Quando eu tinha seis anos, ela morava na Moreira Cezar, um porteiro que era amigo dela (como todos que a cercavam), foi pegar um bujão de gás e não me lembro por que motivo, o bujão explodiu em suas mãos e minha avó estava perto. Vendo o amigo sendo carbonizado, sem poder fazer nada, ela rasgava a própria roupa como se estivesse rasgando a dele...ela já não tinha mais apego algum...Já havia criado filhos, netos, filha dos outros e ainda tinha tempo e disposição para vender quentinhas, distribuir as sobras para as crianças de rua.
No tempo em que começou a trabalhar, e se tornar vaidosa, grande parte das irmãs (eram 16 irmãos ao todo), parou de falar com ela: Um cunhado a assediava, ela evitava mas também não contava para não fazer escândalos, porém quando descobriram, ele para se defender a acusou, toda a família ficou do lado dele, por que sabiam que ela não tinha um casamento perfeito, trabalhava fora, já havia tentado se divorciar...então: A culpa era dela...
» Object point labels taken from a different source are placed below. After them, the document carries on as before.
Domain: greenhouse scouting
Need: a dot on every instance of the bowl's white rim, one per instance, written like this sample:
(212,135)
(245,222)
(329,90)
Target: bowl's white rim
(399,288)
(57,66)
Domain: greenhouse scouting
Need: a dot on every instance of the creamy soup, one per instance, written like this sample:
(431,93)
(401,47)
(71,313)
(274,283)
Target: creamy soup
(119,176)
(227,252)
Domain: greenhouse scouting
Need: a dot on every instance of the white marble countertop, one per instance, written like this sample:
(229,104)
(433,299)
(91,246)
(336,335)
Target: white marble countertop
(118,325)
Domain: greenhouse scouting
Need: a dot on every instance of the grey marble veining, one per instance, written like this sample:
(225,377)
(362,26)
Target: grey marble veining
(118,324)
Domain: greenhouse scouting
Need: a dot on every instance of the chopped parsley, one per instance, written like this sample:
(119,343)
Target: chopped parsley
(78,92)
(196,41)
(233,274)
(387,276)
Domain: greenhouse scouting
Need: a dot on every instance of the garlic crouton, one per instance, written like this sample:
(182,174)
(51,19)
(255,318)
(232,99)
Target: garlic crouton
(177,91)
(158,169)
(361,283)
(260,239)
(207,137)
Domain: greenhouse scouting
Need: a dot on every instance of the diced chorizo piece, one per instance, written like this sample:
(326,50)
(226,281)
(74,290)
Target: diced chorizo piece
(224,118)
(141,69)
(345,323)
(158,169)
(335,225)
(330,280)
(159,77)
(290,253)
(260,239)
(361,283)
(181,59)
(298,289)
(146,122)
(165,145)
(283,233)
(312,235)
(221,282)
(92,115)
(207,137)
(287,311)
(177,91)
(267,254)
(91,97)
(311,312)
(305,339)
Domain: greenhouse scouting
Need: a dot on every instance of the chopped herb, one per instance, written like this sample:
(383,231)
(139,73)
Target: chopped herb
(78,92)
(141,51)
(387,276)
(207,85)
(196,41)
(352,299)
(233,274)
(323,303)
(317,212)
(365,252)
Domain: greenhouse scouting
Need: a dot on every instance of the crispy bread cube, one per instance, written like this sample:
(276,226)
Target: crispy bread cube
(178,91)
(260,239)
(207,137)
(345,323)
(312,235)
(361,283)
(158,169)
Quem diria que canalhas envelhecem? Quando minha avó morreu, ele foi o cara que fez a tal da oração em seu túmulo e todas as irmãs compareceram, pois em suas velhices voltaram a se falar. E ela, quando teve uma oportunidade de voltar a conviver com as irmãs, voltou sem o menor rancor. Ela enterrou algumas e alegrou a vida de todas, chegando sempre para visitar ou recebendo em casa, sempre com um bolo fresco, um prato salgado e um sorriso.
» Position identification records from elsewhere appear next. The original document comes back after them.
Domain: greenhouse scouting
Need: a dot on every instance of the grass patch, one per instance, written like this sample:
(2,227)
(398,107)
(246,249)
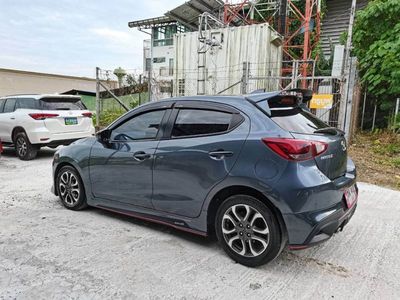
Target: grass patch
(377,156)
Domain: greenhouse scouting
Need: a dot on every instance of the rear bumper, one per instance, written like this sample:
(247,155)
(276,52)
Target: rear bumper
(323,211)
(327,227)
(46,138)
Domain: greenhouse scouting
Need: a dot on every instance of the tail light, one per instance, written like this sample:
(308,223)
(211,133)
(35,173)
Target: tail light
(41,116)
(295,150)
(88,115)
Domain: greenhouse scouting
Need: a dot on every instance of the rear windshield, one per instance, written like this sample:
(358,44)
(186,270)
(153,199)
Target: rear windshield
(295,119)
(62,104)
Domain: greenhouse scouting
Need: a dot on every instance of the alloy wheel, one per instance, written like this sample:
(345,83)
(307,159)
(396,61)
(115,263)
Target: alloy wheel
(22,147)
(245,230)
(69,188)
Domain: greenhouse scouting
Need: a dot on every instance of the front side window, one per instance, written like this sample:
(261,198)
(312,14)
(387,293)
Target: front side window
(9,106)
(192,122)
(144,126)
Nos seus últimos 2 anos de vida, passei muito perto dela...já viúva, passava seu tempo pintando, já lia os livros de Zibia...Eu ia tomar café de tarde com ela quase todos os dias...Foi a primeira e mais dolorosa perda que tive em minha vida, mas eu aproveitei minha avó...e me aproveito diariamente de nossas boas lembranças, de sua força...Absolutamente todos que chegaram perto dela durante sua vida sentiram imediatamente a sua bondade. Nilcéa, o amor da minha vida:
Trabalhou muito, não tinha uma religião oficialmente, não ouvia músicas, não lia livros, não pode consumir o que mereceu durante a vida, mas quando eu penso em minha avó ouço melodias, sinto cheiros escrevo romances e penso em Deus.